改訂新版 世界大百科事典 「続労銭」の意味・わかりやすい解説

続労銭 (ぞくろうせん)

労は年功で具体的には勤続年数,続は継続することで,その労を続けるために納入する銭。日本古代の律令の規定では,官人は種類によってそれぞれ6年から12年の勤続期間を単位として勤務成績の評定を受け,その結果に応じて位階を昇降され,その位階に相当する官職に遷任されることになっていた。

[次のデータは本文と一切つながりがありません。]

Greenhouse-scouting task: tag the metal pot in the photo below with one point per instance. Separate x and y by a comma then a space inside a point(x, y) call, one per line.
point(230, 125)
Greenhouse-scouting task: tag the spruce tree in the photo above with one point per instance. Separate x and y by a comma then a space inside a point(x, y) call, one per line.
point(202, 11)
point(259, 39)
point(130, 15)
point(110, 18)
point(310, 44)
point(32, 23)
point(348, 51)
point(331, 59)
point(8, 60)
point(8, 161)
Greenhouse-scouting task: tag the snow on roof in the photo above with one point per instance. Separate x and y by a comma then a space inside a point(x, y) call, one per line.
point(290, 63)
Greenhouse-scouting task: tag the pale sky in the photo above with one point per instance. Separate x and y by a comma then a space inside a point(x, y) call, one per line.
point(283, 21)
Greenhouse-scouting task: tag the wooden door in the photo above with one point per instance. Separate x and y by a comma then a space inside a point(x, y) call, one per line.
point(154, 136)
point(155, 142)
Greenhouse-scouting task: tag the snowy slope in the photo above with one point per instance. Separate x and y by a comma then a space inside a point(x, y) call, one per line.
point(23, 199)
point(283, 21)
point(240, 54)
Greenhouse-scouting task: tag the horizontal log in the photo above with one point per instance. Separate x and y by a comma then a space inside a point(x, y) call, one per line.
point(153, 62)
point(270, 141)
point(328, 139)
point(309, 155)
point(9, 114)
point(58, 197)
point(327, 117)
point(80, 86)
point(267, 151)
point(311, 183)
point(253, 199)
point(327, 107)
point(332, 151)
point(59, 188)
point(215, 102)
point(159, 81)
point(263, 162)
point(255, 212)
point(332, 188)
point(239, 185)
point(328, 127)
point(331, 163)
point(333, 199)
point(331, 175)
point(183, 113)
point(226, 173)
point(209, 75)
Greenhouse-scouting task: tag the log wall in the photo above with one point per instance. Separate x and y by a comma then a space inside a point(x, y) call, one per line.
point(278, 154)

すなわち大宝律令施行後まもなく,勲七等以下の官位を帯しない者を軍団に,郡司の主政・主帳で正当な理由で解任された者を国府に出勤させて労をつなぐことを許したが,該当者の増加とともに,銭を納めて出勤に代えることを認めるようになり,一時廃止をみたけれども平安時代初期にはまったく続労銭によって任官することも行われるにいたった。そのころから贖労銭(しよくろうせん)と書かれるようになり,これによって補任される者を贖労人と呼んだ。六衛府の舎人(とねり),諸国検非違使(けびいし)・弩師(どし)などが任官の対象となり,非難を浴びながらも盛行し,中期に及んだ。